ESRA logo

ESRA 2023 Preliminary Glance Program

All time references are in CEST

Analyzing Open-Ended Questions in Survey Research 2

Session Organiser Dr Alice Barth (Department of Sociology, University of Bonn)
TimeWednesday 19 July, 11:00 - 12:30
Room U6-20

Open-ended questions in surveys provide information on respondents’ personal perspectives, their interpretation and understanding of concepts. In addition, respondents get an opportunity for individualized feedback. Open-ended questions are almost indispensable in collecting data on issues that are too diverse for standardized questions, e.g. job designations. While many researchers used to refrain from open-ended questions due to the arduous process of transcribing and coding responses, the rise of computer-assisted data collection and software solutions for analyzing large amounts of text data can now accelerate the work process. Nevertheless, in dealing with open-ended questions, researchers need a specific methodological toolbox that is adapted to analyzing unstructured text data.

This session aims at discussing methods for processing and analyzing responses to open-ended questions. Topics of particular interest are, for example,
- coding responses to open-ended questions (manual, semi-automated or automated coding)
- text mining / natural language processing approaches
- qualitative content analysis of responses
- data quality and mode effects in open-ended questions
- open-ended probes as a means of evaluating comparability, validity and comprehension of questions
- analyzing respondent feedback on the survey process
- using information from open-ended questions to complement or contradict results from standardized questions
We are looking forward to contributions that highlight the methodological and/or substantial potential of open-ended questions in survey research.

Keywords: open-ended questions; data quality; text mining; text data; content analysis

A Semi-Automated Nonresponse Detector (SANDS) model for open-response data

Dr Kristen Hibben (US National Center for Health Statistics) - Presenting Author

Open-ended survey questions or web probes can be valuable because they allow respondents to provide additional information without the constraints of predetermined closed-ended options. However, open-text responses are more prone to item nonresponse, as well as inadequate and irrelevant responses. Further, time and cost factors associated with processing large sets of qualitative data often hinder the use of open-text data.

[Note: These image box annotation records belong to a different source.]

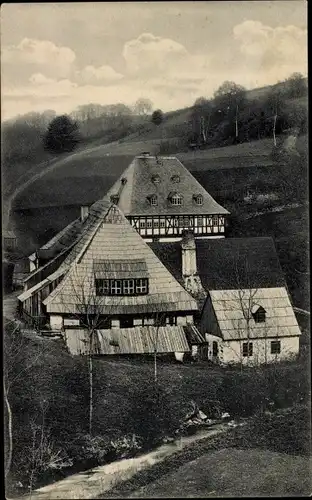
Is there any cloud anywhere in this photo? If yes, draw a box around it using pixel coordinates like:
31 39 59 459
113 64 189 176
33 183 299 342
233 20 307 80
77 65 124 84
122 33 188 77
2 38 76 77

To address these challenges, we developed the Semi-Automated Nonresponse Detector (SANDS) model that draws on recent technological advancements in combination with targeted human-coding. The model is based on a Bidirectional Encoder Representation from Transformers model, fine-tuned using Simple Contrastive Sentence Embedding. This powerful approach uses state-of the-art natural language processing, as opposed to previous nonresponse detection approaches that have relied exclusively on rules or regular expressions, or bag-of-words, which tend to perform less well on short pieces of text, typos, or uncommon words.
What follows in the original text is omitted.